|
|
Eksikleri tamamlamak
Ramazan sadece oruç ve teravih ibadetlerini yerine getirme ayı değil, yardıma ihtiyacı olanları hatırlama ayıdır; sakatları, engellileri, yaşlıları, sokak çocuklarını....
Bir çocuğun tek hayali çok ünlü bir karateci olmaktı. Fakat ailesi buna izin vermezdi. Bir gün talihsiz bir kaza sonucu çocuk sol kolunu kaybetti. Ailesi çocuğun moralinin çok kötü olduğunu görünce ona bir karate hocası tuttu. Hoca ilk dersinde çocuğa karşısındakini sağ koluyla tutup üstünden savurmayı gösterdi. Hatta ikinci, üçüncü ve sonraki bütün derslerde hep aynı hareketi yapıyorlardı. Çocuk bir gün hocasına "hocam ben çok sıkıldım, artık başka hareketlere geçsek" dedi. Hoca ise bunu kabul etmeyerek dünyada bu işi en hızlı yapan kişi olmadıkça bitirmeyeceğini söyledi. Çocuk o kadar hızlanmıştı ki, hocasını bile göz açıp kapayıncaya kadar yerden yere vuruyordu. Bir gün hoca elinde bir kağıtla geldi, kağıtta çocuğun Gençler Karate Şampiyonası'na katılabileceği yazıyordu. Çocuk çok şaşırdı.
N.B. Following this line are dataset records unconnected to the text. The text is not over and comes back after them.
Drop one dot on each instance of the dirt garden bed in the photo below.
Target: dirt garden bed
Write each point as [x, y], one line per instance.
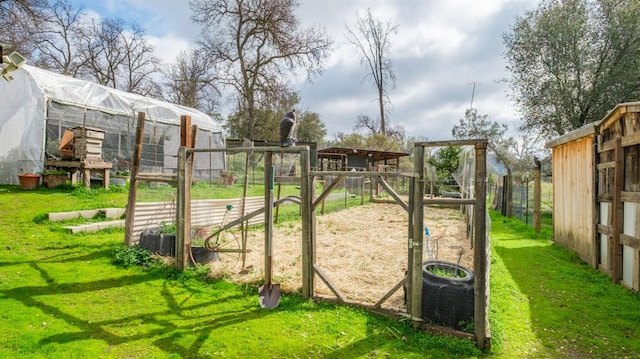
[363, 250]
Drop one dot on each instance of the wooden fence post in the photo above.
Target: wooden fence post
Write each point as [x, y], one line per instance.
[133, 181]
[482, 250]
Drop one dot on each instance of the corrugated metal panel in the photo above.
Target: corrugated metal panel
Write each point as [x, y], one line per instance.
[204, 212]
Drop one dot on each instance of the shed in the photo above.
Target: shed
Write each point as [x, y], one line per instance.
[346, 159]
[596, 193]
[37, 106]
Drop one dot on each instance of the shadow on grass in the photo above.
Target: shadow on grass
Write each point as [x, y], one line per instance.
[158, 323]
[575, 310]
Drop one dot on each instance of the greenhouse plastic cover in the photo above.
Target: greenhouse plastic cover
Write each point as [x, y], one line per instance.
[25, 103]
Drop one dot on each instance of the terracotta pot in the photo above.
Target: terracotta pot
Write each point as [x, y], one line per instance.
[54, 180]
[29, 180]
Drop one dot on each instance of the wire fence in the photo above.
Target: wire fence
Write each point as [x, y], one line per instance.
[522, 197]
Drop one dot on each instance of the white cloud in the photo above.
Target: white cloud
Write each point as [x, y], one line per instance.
[441, 48]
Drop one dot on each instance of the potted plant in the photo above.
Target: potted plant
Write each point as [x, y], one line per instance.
[28, 180]
[54, 178]
[447, 294]
[227, 178]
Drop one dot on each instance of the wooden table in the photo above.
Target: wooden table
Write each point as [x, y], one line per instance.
[85, 167]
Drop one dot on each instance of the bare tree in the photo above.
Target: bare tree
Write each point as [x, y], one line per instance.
[373, 41]
[258, 46]
[119, 57]
[373, 126]
[572, 61]
[56, 37]
[191, 81]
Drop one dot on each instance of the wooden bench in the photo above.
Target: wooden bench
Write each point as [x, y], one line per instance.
[85, 167]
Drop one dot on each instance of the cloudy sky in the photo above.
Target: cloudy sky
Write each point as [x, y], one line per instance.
[441, 49]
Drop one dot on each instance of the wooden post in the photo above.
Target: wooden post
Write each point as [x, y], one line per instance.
[268, 216]
[183, 222]
[415, 242]
[133, 182]
[308, 225]
[618, 212]
[411, 219]
[537, 200]
[482, 250]
[183, 197]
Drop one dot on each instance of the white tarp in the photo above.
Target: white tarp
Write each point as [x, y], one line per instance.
[36, 99]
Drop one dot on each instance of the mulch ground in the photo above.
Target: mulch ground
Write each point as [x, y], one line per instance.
[363, 250]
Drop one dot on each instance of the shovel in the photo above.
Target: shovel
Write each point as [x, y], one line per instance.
[268, 293]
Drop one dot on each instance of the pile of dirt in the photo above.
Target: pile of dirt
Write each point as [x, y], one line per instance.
[363, 251]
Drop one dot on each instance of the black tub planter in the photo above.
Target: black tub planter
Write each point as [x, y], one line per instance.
[165, 245]
[447, 295]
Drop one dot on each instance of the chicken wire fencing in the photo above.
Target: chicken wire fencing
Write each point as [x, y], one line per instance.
[159, 147]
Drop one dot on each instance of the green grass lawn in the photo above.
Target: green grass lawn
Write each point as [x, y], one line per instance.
[62, 296]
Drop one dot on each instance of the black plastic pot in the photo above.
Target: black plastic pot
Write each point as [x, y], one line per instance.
[160, 244]
[447, 301]
[165, 245]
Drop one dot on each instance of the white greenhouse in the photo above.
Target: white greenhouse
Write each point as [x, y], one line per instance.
[37, 106]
SOL KOLU TUTMAK Ertesi gün salonda ilk rakibinin karşısına çıkacakken heyecanla hocasına sordu, "Hocam bu iş nasıl olur? Ben sadece tek hareket biliyorum kesin kaybederim". Hocası ise "Sen sadece hareketi yap" cevabını verdi. Çocuk ringe çıktı ve hareketiyle rakibini eledi. Hatta, tek hareketle finale kadar çıktı. Finalde karşısında kendisinin iki katı birisi vardı. Önce çok korktu ama gene bildiği hareketi yaparak son rakibini de yendi ve şampiyon oldu. Sevinçle hocasının yanına koştu ve sordu "Hocam nasıl olur anlamıyorum, sadece bir hareket biliyorum, tek kolluyum ve şampiyon oldum". Hocası çocuğa baktı ve dedi ki, "Senin yaptığın hareket karatedeki en zor hareketlerden biridir. Ve bir tek savunması vardır o da, rakibin sol kolunu tutmak". Farkına varamadan günlerimizi eskitiyoruz. Kaderimizle birlikte yaşlanıyoruz. Hayatımızın sonunda varmayı ümit ettiğimiz yer, tüm ailemizin, dostlarımızın olacağı bir yer; cennet. Bu hedefe varmak zor olduğu kadar da çok kolay. Sadece insan olmanın farkına vararak bunu başarabiliriz. Eğer farkına varırsak bu muhteşem vücudun, karaciğerin, kalbin, gözlerin bir Yaratıcısı olduğunu anlayabiliriz. Bu da bizi O'na karşı sevgi ve saygı içinde olmaya götürür.
İMTİHAN İÇİN SINANMAK Fakat bazen sevgimizin anlaşılabilmesi için çeşitli zorluklarla sınanmamız gerekebilir. Kötü günler geçirebiliriz. Ağır hastalanabilir, kaza yapabilir, sevdiklerimizi kaybedebilir, işyerimiz batabilir, ihanete uğrayabiliriz. Ülkemizde milyonlarca bedensel engelliden biri olabiliriz. Eğer bu halimizdeyken bile şükredebiliyorsak, Yaratıcımıza teşekkür edebiliyorsak dostluk oldukça sağlam demektir. Tüm bu olumsuzlukları bile bir hayra dönüştürmemiz de bizim elimizde elbette ki. Bu iftarda sahip olduğumuz ellerimiz, gözlerimiz, sevdiklerimiz, işimiz, aşımız, aşkımız için bolca teşekkür edelim. Teşekkür etmek erdemliliğini yaşayalım. Çevremizdeki hasta ve sakatlara nasıl yardımımız dokunabilecekse onları gerçekleştirme peşinde koşalım. Unutmayalım ki; biz de bir gün sakat kalabiliriz, ama onlar hiçbir zaman kaybettiklerine yeniden sahip olamayacaklar. O zaman onlara 'sevgilere ve dostluklara sahip olma' fırsatı tanıyalım.